Persepsi Mahasiswa S1 Akuntansi Mengenai Idealisme, Relativisme, dan Tingkat Pengetahuan Etika Pada Perilaku Tidak Etis Calon Akuntan
Loading...
Date
Authors
Journal Title
Journal ISSN
Volume Title
Publisher
Fakultas Ekonomi dan Bisnis
Abstract
Manusia diminta lebih pintar dan kreatif dalam semua bidang seiring
dengan adanya perkembangan zaman, dampak negatif dan positif akan timbul
sesuai dengan bertambahnya kecerdasan seseorang dalam bidang profesi.
Mencegah dampak negatif ini diperlukan perilaku etis yang bertujuan untuk
menjunjung tinggi etika yang sesuai dengan peraturan. Kode etik dibuat untuk
dijadikan peraturan yang berisi moral yang disesuaikan dengan jenis profesi yang
bertujuan untuk manusia bertindak etis. Kode etik akuntan yaitu norma dan nilai
etika yang wajib diterapkan oleh para akuntan dalam menjalankan tugas
dikarenakan kode etik ini bertujuan untuk mengupayakan agar masyarakat percaya
terhadap profesi akuntan dan melindungi kepentingan publik.
Seorang akuntan dalam praktiknya sering kali dihadapkan dilema etis yaitu
ketika melakukan tindakan seorang akuntan harus sesuai dengan kode etik ketika
menentukan pilihan perilaku yang tepat. Dilema etis yang dihadapkan para akuntan
seringkali menyebabkan adanya perilaku yang menyimpang dari kode etik profesi
akuntan. Skandal yang terjadi di Indonesia tentu saja menjadi sorotan dan memicu
berbagai tanggapan dari masyarakat, terutama bagi mahasiswa akuntansi yang saat
ini menyiapkan diri memasuki dunia profesi.

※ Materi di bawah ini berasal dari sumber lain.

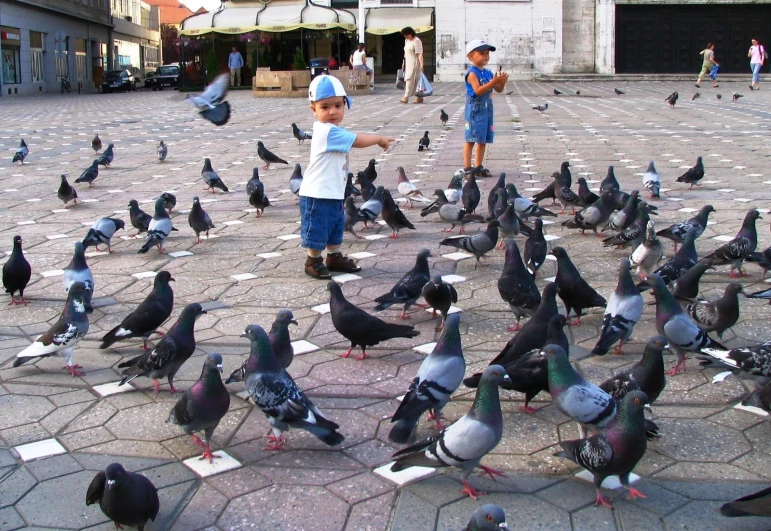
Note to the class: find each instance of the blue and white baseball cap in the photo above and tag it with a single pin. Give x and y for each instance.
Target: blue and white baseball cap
(325, 86)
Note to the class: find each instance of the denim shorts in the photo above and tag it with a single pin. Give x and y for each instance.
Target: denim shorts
(322, 222)
(479, 121)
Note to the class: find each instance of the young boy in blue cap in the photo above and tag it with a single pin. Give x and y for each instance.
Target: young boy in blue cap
(479, 103)
(322, 216)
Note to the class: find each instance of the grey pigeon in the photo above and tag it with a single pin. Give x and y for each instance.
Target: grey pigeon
(171, 352)
(255, 190)
(735, 251)
(125, 497)
(162, 151)
(106, 158)
(693, 175)
(148, 316)
(574, 291)
(439, 376)
(439, 296)
(202, 407)
(479, 244)
(159, 229)
(16, 272)
(489, 517)
(673, 323)
(296, 179)
(614, 451)
(300, 135)
(359, 327)
(62, 337)
(624, 309)
(277, 395)
(652, 181)
(393, 216)
(101, 232)
(268, 157)
(90, 174)
(677, 231)
(468, 440)
(211, 178)
(720, 315)
(648, 254)
(409, 288)
(647, 375)
(21, 152)
(211, 103)
(67, 192)
(516, 285)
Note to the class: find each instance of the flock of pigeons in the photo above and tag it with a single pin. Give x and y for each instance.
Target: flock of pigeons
(534, 360)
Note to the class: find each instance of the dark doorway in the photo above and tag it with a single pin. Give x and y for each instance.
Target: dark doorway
(668, 38)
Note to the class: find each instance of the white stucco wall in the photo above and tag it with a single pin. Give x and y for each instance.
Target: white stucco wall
(527, 35)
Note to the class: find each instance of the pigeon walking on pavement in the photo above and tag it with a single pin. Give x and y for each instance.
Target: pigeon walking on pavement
(468, 440)
(202, 407)
(171, 352)
(439, 376)
(148, 316)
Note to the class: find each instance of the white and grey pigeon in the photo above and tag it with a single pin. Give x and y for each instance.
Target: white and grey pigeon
(101, 232)
(624, 309)
(439, 376)
(211, 103)
(62, 337)
(159, 229)
(468, 440)
(652, 181)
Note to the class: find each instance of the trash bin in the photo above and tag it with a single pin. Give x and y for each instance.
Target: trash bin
(318, 66)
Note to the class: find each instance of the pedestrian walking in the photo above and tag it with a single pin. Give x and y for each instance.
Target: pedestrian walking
(757, 55)
(708, 65)
(235, 63)
(412, 66)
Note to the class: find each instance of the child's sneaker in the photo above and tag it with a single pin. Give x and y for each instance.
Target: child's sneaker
(343, 264)
(314, 267)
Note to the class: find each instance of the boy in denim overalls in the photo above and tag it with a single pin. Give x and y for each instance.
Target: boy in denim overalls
(479, 103)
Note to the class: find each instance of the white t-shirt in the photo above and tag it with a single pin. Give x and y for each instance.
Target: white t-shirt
(327, 171)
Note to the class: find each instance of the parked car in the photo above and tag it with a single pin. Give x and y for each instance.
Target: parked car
(166, 76)
(119, 80)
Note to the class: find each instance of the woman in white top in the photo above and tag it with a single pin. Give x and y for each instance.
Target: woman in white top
(412, 64)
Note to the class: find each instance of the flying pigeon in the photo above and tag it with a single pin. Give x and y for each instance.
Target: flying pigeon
(67, 192)
(468, 440)
(439, 376)
(171, 352)
(90, 174)
(21, 152)
(101, 232)
(735, 251)
(211, 178)
(125, 497)
(211, 103)
(159, 229)
(255, 190)
(267, 157)
(360, 328)
(439, 296)
(148, 316)
(693, 175)
(16, 272)
(614, 451)
(409, 288)
(624, 309)
(300, 135)
(277, 395)
(62, 337)
(202, 407)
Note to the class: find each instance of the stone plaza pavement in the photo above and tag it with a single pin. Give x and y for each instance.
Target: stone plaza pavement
(250, 268)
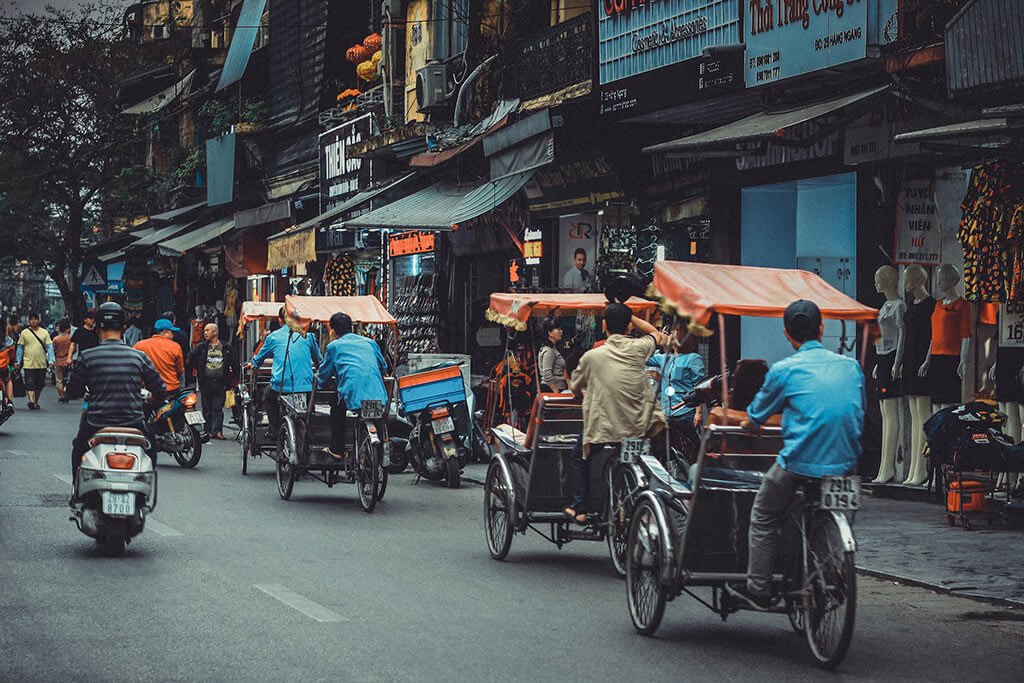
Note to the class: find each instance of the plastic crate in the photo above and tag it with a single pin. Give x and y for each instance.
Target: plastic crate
(431, 386)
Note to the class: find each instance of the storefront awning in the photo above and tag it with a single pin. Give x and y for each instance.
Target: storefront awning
(180, 245)
(763, 126)
(162, 98)
(442, 207)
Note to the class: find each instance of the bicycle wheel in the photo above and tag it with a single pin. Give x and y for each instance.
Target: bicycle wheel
(645, 561)
(832, 602)
(621, 493)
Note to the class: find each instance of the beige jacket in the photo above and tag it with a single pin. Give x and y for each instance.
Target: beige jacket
(617, 402)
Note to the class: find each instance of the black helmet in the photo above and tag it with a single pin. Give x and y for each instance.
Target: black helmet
(111, 315)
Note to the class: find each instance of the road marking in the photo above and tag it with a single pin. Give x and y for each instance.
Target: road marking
(151, 523)
(296, 601)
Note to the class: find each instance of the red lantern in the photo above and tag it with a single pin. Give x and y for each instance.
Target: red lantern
(357, 53)
(373, 42)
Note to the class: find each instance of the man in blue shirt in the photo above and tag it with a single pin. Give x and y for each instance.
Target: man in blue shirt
(821, 397)
(357, 366)
(294, 357)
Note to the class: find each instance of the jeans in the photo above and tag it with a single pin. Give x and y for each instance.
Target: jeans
(213, 407)
(770, 507)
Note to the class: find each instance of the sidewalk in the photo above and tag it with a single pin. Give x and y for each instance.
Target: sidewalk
(910, 542)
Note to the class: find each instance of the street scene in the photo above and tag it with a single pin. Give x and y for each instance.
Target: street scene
(548, 340)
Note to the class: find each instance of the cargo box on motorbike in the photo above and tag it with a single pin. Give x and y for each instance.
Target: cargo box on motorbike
(419, 390)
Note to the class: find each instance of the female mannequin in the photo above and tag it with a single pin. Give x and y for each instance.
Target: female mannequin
(946, 360)
(890, 354)
(919, 339)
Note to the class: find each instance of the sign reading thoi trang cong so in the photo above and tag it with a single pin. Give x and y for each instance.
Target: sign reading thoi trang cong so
(791, 37)
(649, 53)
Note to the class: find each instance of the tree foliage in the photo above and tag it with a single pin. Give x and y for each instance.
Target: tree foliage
(62, 140)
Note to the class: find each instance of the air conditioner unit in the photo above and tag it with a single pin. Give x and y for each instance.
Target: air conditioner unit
(431, 84)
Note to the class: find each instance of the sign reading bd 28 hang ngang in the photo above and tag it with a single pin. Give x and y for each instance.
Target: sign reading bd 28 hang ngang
(791, 37)
(649, 53)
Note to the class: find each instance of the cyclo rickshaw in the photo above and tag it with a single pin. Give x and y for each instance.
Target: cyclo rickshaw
(692, 532)
(305, 425)
(254, 441)
(527, 482)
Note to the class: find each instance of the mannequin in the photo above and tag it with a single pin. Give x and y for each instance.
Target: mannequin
(946, 360)
(889, 349)
(919, 340)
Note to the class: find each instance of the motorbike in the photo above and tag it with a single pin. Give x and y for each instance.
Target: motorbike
(434, 450)
(179, 428)
(116, 488)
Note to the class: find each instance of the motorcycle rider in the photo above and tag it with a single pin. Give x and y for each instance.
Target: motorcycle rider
(821, 397)
(114, 375)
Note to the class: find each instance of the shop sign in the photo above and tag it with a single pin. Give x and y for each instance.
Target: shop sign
(918, 237)
(412, 242)
(786, 38)
(341, 174)
(649, 53)
(1012, 325)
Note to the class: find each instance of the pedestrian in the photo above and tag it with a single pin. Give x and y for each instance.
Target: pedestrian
(165, 354)
(214, 366)
(35, 355)
(61, 365)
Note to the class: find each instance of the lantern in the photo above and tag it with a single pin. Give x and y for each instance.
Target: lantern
(373, 42)
(357, 53)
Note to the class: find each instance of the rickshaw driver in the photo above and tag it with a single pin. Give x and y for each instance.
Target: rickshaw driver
(821, 397)
(301, 353)
(357, 366)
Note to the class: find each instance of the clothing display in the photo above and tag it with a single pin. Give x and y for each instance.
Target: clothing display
(918, 331)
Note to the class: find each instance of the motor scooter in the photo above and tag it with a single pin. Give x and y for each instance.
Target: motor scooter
(115, 488)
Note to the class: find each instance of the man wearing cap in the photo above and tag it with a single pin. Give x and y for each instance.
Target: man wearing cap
(165, 353)
(821, 397)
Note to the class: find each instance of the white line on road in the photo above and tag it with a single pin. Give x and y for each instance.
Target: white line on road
(296, 601)
(151, 523)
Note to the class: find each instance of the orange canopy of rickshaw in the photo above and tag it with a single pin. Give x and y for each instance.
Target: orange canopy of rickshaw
(306, 309)
(514, 309)
(702, 289)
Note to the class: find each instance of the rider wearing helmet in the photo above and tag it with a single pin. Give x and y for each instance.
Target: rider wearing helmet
(114, 375)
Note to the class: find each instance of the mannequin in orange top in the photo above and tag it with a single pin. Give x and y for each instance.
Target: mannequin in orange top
(945, 364)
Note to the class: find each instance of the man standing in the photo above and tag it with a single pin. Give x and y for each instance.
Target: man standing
(213, 363)
(578, 278)
(165, 354)
(619, 401)
(85, 337)
(821, 397)
(61, 344)
(35, 354)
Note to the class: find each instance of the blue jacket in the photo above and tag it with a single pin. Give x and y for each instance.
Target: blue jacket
(294, 357)
(358, 367)
(821, 397)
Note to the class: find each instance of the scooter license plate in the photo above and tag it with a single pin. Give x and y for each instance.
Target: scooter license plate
(841, 493)
(120, 505)
(443, 425)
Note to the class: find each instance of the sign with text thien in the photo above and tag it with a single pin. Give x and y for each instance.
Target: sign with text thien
(413, 242)
(918, 237)
(791, 37)
(649, 53)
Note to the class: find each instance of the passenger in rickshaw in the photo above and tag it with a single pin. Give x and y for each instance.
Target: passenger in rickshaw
(617, 400)
(294, 357)
(357, 366)
(821, 397)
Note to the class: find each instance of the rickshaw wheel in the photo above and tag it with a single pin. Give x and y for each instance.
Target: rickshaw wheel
(286, 453)
(832, 603)
(368, 467)
(498, 514)
(645, 561)
(623, 486)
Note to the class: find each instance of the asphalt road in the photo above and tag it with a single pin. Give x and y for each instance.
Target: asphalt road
(236, 585)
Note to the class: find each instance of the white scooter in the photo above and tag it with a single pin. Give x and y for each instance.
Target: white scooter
(116, 488)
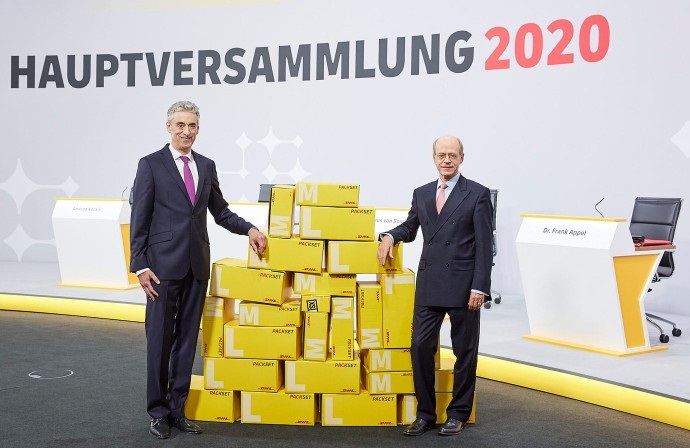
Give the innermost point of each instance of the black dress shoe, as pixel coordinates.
(451, 427)
(160, 428)
(418, 427)
(185, 425)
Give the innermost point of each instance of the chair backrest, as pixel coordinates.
(494, 201)
(656, 218)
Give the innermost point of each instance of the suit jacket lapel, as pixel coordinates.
(170, 165)
(201, 171)
(429, 197)
(453, 201)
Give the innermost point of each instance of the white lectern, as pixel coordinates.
(584, 283)
(92, 240)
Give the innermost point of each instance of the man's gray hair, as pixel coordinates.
(433, 146)
(183, 106)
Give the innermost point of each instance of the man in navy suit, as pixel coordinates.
(453, 278)
(170, 253)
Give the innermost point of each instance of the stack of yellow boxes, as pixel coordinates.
(292, 353)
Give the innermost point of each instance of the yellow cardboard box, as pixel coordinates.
(288, 314)
(337, 223)
(211, 405)
(217, 312)
(326, 194)
(358, 410)
(279, 408)
(369, 317)
(315, 336)
(342, 325)
(316, 303)
(407, 408)
(328, 377)
(281, 211)
(265, 375)
(242, 341)
(232, 278)
(389, 382)
(289, 254)
(324, 284)
(387, 359)
(397, 292)
(359, 257)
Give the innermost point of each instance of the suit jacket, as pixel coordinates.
(457, 254)
(168, 234)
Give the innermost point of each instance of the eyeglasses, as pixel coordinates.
(193, 127)
(451, 156)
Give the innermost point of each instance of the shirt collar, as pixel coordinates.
(451, 183)
(176, 154)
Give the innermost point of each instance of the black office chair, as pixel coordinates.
(494, 201)
(656, 218)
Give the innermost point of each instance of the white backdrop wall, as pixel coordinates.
(84, 99)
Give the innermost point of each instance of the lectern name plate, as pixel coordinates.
(567, 231)
(87, 209)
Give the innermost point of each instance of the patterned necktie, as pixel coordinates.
(188, 179)
(441, 199)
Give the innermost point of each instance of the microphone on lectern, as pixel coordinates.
(595, 207)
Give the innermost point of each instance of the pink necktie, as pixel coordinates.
(441, 197)
(188, 179)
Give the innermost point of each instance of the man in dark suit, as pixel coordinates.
(170, 253)
(453, 278)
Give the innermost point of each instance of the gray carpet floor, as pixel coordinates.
(102, 404)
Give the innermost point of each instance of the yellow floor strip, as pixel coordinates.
(73, 307)
(644, 404)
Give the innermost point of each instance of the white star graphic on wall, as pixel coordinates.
(682, 139)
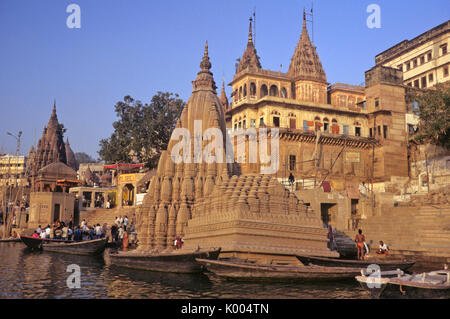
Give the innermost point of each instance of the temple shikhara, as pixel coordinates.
(338, 144)
(343, 155)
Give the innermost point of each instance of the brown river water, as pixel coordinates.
(28, 275)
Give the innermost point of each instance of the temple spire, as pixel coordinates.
(205, 79)
(305, 62)
(250, 59)
(250, 32)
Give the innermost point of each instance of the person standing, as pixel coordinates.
(359, 240)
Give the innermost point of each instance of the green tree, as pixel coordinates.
(434, 116)
(143, 130)
(82, 157)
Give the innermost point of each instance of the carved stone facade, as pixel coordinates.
(202, 203)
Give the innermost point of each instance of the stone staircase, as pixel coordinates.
(101, 216)
(423, 230)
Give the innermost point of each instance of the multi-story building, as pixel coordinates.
(12, 170)
(338, 131)
(424, 60)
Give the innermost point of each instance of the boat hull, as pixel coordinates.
(257, 272)
(385, 264)
(169, 262)
(90, 247)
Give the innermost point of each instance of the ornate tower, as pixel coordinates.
(50, 148)
(250, 58)
(306, 71)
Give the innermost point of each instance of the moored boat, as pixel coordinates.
(177, 261)
(246, 271)
(434, 284)
(88, 247)
(385, 264)
(375, 283)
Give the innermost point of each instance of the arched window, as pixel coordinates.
(273, 90)
(317, 123)
(264, 90)
(252, 89)
(326, 125)
(334, 126)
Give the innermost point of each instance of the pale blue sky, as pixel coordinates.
(139, 47)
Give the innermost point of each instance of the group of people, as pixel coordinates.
(361, 246)
(67, 231)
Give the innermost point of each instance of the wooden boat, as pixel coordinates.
(88, 247)
(36, 242)
(376, 282)
(9, 240)
(246, 271)
(435, 284)
(178, 261)
(385, 264)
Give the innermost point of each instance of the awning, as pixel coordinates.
(353, 190)
(326, 186)
(119, 166)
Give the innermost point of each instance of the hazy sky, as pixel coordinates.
(139, 47)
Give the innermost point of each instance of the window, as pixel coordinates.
(444, 49)
(424, 82)
(345, 129)
(276, 121)
(273, 90)
(264, 90)
(415, 107)
(252, 89)
(326, 125)
(292, 162)
(292, 124)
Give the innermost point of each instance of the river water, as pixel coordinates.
(25, 274)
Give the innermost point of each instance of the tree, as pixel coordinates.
(434, 116)
(82, 157)
(143, 130)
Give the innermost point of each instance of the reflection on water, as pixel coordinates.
(27, 274)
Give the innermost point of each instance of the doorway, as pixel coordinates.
(56, 212)
(328, 213)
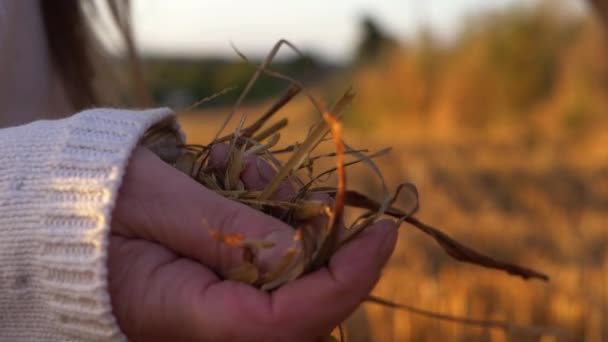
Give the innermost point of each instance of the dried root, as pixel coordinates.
(313, 247)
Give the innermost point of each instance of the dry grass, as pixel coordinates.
(544, 207)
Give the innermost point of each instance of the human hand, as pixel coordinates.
(163, 265)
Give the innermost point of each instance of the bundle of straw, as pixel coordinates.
(314, 246)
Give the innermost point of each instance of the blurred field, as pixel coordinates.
(505, 133)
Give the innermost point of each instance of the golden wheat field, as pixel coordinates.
(529, 189)
(505, 134)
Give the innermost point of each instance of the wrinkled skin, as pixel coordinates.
(163, 264)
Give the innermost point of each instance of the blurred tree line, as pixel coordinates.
(543, 64)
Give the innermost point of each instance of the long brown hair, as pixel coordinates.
(77, 54)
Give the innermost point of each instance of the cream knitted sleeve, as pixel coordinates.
(58, 184)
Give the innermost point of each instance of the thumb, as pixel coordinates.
(158, 203)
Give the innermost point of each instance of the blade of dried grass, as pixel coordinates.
(452, 247)
(254, 78)
(376, 154)
(272, 129)
(335, 216)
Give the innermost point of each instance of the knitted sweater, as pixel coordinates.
(58, 185)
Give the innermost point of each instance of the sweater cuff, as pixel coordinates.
(85, 174)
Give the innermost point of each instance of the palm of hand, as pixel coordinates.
(162, 267)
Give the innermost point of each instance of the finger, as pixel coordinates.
(256, 174)
(310, 306)
(151, 289)
(156, 202)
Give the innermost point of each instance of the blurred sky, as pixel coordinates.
(327, 27)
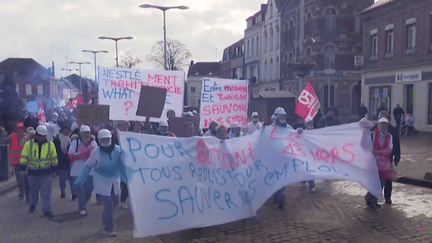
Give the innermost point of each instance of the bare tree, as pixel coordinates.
(129, 60)
(177, 55)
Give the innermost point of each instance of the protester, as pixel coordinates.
(62, 143)
(53, 127)
(235, 130)
(189, 129)
(362, 111)
(398, 114)
(382, 149)
(329, 119)
(108, 168)
(79, 152)
(395, 155)
(409, 123)
(164, 129)
(39, 157)
(212, 129)
(280, 121)
(254, 124)
(15, 149)
(222, 132)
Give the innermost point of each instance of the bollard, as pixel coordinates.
(4, 164)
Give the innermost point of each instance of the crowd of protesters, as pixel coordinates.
(88, 156)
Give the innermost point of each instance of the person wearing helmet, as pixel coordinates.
(235, 130)
(79, 152)
(39, 157)
(254, 124)
(164, 129)
(108, 166)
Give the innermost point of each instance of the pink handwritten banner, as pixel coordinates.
(224, 101)
(120, 89)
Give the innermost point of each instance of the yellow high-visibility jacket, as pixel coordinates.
(39, 160)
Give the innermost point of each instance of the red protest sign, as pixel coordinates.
(307, 104)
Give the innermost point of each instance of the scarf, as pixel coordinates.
(108, 149)
(64, 142)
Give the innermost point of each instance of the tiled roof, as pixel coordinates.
(378, 4)
(205, 69)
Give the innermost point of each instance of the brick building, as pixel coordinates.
(397, 58)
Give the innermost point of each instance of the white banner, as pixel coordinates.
(120, 89)
(223, 100)
(181, 183)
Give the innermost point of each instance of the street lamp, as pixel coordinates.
(80, 63)
(95, 52)
(164, 9)
(116, 39)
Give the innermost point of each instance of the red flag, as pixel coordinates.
(41, 113)
(307, 104)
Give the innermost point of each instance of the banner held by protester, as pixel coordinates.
(120, 89)
(223, 100)
(181, 183)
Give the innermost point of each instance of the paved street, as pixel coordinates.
(335, 213)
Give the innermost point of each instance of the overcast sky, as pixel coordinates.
(53, 30)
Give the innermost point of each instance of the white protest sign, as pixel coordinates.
(120, 89)
(223, 100)
(181, 183)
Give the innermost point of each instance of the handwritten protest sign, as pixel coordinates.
(223, 100)
(181, 183)
(93, 113)
(120, 89)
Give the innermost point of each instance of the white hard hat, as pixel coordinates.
(383, 120)
(234, 125)
(280, 111)
(84, 128)
(42, 130)
(104, 133)
(163, 124)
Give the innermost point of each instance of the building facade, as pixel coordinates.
(327, 35)
(398, 56)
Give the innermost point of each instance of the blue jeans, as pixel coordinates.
(43, 184)
(84, 192)
(107, 216)
(62, 180)
(279, 196)
(371, 198)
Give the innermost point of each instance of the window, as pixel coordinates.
(253, 48)
(374, 44)
(291, 32)
(40, 89)
(430, 105)
(28, 89)
(271, 40)
(411, 37)
(330, 20)
(329, 57)
(308, 25)
(380, 97)
(389, 42)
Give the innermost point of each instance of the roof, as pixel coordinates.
(205, 69)
(23, 67)
(378, 4)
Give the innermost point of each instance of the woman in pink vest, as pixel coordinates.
(382, 149)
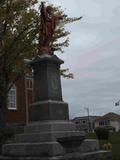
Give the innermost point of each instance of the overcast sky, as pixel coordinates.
(93, 56)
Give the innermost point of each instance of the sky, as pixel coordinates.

Tentunya hal ini akan berdampak pada
pandangan mahasiswa akuntansi yang saat ini menempuh pendidikan di jurusan
akuntansi karena memiliki keterkaitan langsung dengan profesi akuntansi, yang
kemudian akan menjadi bahan penilaian dalam menetukan profesi dikemudian hari.
Penelitian ini bertujuan untuk mengetahui pengaruh dan memperoleh bukti
empiris mengenai idealisme, relativisme, dan tingkat pengetahuan etika mahasiswa
terhadap perilaku tidak etis calon akuntan. Penelitian ini menggunakan metode
kuantitatif. Populasi yang digunakan dalam penelitian ini terdiri dari mahasiswa
S1 akuntansi Unej, UIN KHAS Jember, ITS Mandala Jember, dan Unmuh Jember.
Sampel diambil menggunakan metode purposive sampling, dengan beberapa
kriteria yang harus dipenuhi yaitu mahasiswa aktif S1 akuntansi dan sudah
menempuh minimal mata kuliah etika bisnis dan profesi. Menghitung penentuan
jumlah sampel dari populasi yaitu menggunakan rumus slovin, sehingga sampel
yang digunakan dalam penelitian ini sebanyak 317 responden. Penelitian ini
menggunakan data primer yang diperoleh langsung dari sumber asli atau pertama.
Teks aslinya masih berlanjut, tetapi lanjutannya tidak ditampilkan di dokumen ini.